Table 8 Statistical analysis using standard deviation of Recognition rate (RR), AUC and EER
Table 9 Percentage improvement in standard deviation \( (\%) \varDelta \sigma \) of 2D-CT over DRCC and DOC
Table 10 Speed comparison

To further show the signification difference, percentage improvement in standard deviation \( (\%) \varDelta \sigma \) of 2D-CT is calculated with respect to DRCC and DOC. The formula to calculate \( (\%) \varDelta \sigma \) is given in Eq. 38. Table 9 shows the significant difference of proposed method with respect to DRCC and DOC.

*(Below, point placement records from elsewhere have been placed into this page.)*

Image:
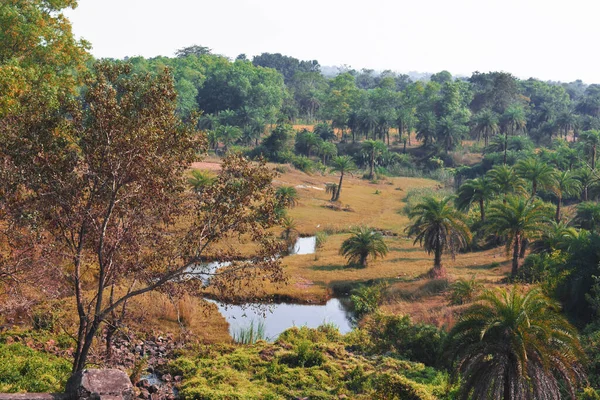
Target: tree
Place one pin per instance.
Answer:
(438, 227)
(373, 148)
(363, 243)
(565, 184)
(506, 181)
(485, 125)
(591, 139)
(343, 165)
(100, 186)
(199, 180)
(478, 190)
(537, 172)
(516, 346)
(287, 196)
(513, 121)
(517, 220)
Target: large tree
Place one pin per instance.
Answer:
(438, 227)
(517, 220)
(511, 345)
(102, 192)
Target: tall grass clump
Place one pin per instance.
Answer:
(251, 333)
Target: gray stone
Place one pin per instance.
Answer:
(100, 384)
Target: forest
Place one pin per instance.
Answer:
(453, 218)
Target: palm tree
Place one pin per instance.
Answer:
(485, 125)
(518, 220)
(475, 190)
(200, 180)
(588, 215)
(510, 345)
(343, 165)
(373, 148)
(287, 196)
(506, 181)
(591, 139)
(588, 180)
(513, 121)
(565, 184)
(438, 227)
(362, 244)
(558, 236)
(537, 172)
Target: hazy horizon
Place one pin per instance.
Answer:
(526, 38)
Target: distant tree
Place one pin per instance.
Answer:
(194, 50)
(373, 148)
(343, 165)
(510, 345)
(363, 243)
(479, 190)
(506, 181)
(438, 227)
(565, 184)
(517, 220)
(537, 172)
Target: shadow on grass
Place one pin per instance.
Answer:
(331, 267)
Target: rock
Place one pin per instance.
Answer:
(94, 384)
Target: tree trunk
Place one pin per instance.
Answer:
(482, 210)
(337, 196)
(515, 264)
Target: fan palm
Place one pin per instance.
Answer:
(516, 346)
(537, 172)
(478, 190)
(565, 184)
(591, 139)
(506, 181)
(373, 148)
(517, 220)
(343, 165)
(485, 125)
(558, 236)
(287, 196)
(363, 243)
(438, 227)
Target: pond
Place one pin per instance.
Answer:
(279, 317)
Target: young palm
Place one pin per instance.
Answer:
(588, 179)
(517, 220)
(343, 165)
(516, 346)
(558, 236)
(373, 148)
(478, 190)
(485, 125)
(506, 181)
(362, 244)
(534, 170)
(438, 227)
(588, 215)
(200, 180)
(287, 196)
(565, 184)
(591, 139)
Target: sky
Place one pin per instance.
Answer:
(545, 39)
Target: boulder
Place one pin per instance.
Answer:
(100, 384)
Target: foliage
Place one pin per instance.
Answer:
(364, 243)
(516, 346)
(26, 370)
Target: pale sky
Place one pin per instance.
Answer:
(546, 39)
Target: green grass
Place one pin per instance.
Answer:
(23, 369)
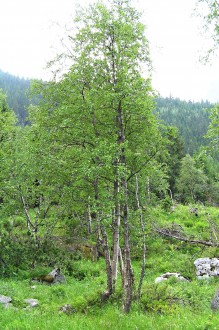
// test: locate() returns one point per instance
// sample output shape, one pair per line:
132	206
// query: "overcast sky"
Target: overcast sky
29	38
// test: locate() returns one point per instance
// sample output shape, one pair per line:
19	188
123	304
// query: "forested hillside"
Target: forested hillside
97	189
191	118
16	90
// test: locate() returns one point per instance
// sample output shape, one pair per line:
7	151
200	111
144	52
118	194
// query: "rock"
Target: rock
67	309
215	302
206	267
166	276
32	302
58	276
54	277
5	300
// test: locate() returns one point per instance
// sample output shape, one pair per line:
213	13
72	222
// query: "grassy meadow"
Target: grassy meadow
167	305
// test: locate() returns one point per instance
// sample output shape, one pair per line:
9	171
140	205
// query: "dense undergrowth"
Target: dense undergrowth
167	305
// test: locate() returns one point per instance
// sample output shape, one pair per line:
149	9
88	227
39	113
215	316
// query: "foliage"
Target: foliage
192	182
16	90
191	119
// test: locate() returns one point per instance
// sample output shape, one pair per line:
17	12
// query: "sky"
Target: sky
31	30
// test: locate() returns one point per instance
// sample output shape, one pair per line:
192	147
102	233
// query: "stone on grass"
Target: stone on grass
5	300
206	267
32	302
166	276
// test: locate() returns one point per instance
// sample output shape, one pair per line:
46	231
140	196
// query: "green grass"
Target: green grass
166	306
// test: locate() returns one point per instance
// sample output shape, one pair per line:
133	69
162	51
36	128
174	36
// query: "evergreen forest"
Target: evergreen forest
109	183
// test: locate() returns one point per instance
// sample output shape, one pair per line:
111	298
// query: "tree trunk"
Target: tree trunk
143	240
128	275
116	232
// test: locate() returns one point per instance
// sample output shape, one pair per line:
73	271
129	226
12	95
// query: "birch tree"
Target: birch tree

$$\begin{aligned} (\%) \varDelta \sigma = \frac{\sigma (x_{\mathrm{previous}})-\sigma (x_{\mathrm{proposed}})}{\sigma (x_{\mathrm{proposed}})}\times 100 \end{aligned}$$
(38)

3.6 Speed

To evaluate the speed, we compare the computational time of the proposed method and other mentioned methods for PolyU database. All methods are implemented using MATLAB on a PC with configuration of double-core Intel i3 (2.40 GHz), RAM 4.00 GB and Windows 7.0 operating system. Table 10 summarizes the comparison results. The total computational cost of the proposed method is about 367.666 ms, which is comparable to other compared methods. The code size of CompC coding and ordinal coding is same. However, the ordinal code scheme can perform filter level combination. As a result, the filtering process can be performed on only three orientations, which makes it save half the time for feature extraction compared to competitive coding scheme. Mean, AAD and GMF are statistical methods where GMF combines both Mean and AAD. So GMF take double the time of mean and AAD. Speed of DRCC and DOC is a little more than that of the competitive code method. The main reason is that it extracts the additional side code. Proposed method is different from coding algorithms. It is also a statistical method but slower than GMF, AAD and mean. This method concentrates more on noise robustness. So there is a trade-off between speed and noise robustness. Still speed is comparable with DRCC and DOC.

4 Conclusion

In this paper, 2D-CT which is a powerful time-frequency transform for texture analysis has been proposed. The performance of 2D-CT is validated using KNN with Euclidean distance. The method has been tested on IITD palmprint database, PolyU palmprint database and CASIA palmprint database and has achieved high accuracy. The proposed 2D-CT method is compared with several state-of-the-art methods. The ROC curves show the superiority of the proposed method over other existing methods. PolyU database is acquired with pegs and pins. So intra-class variations of individual user are very less. Hence, there are little differences in EER, AUC between the mentioned methods. The proposed method is validated in the presence of noise and found to be very robust. By varying the intensity of noise, maximum rate of change is only 0.027% in case of 200 subjects in IITD database, 0.0168% in case of CASIA palmprint database and in PolyU database, the maximum rate of change is quite low, i.e., 0.0068% in 386 subjects. The use of different database shows that method is independent of environmental conditions.

5 Future perspectives

In future, the proposed 2D-CT feature extraction method can be applied to other biometric modalities. When 2D-CT is applied, the parameters \(\alpha \) and \(\beta \) are manually chosen. These values can be optimized using some optimization algorithm like genetic algorithm, cuckoo search, etc. Furthermore, fusion of different modalities with proposed feature extraction method can also improve the performance of system.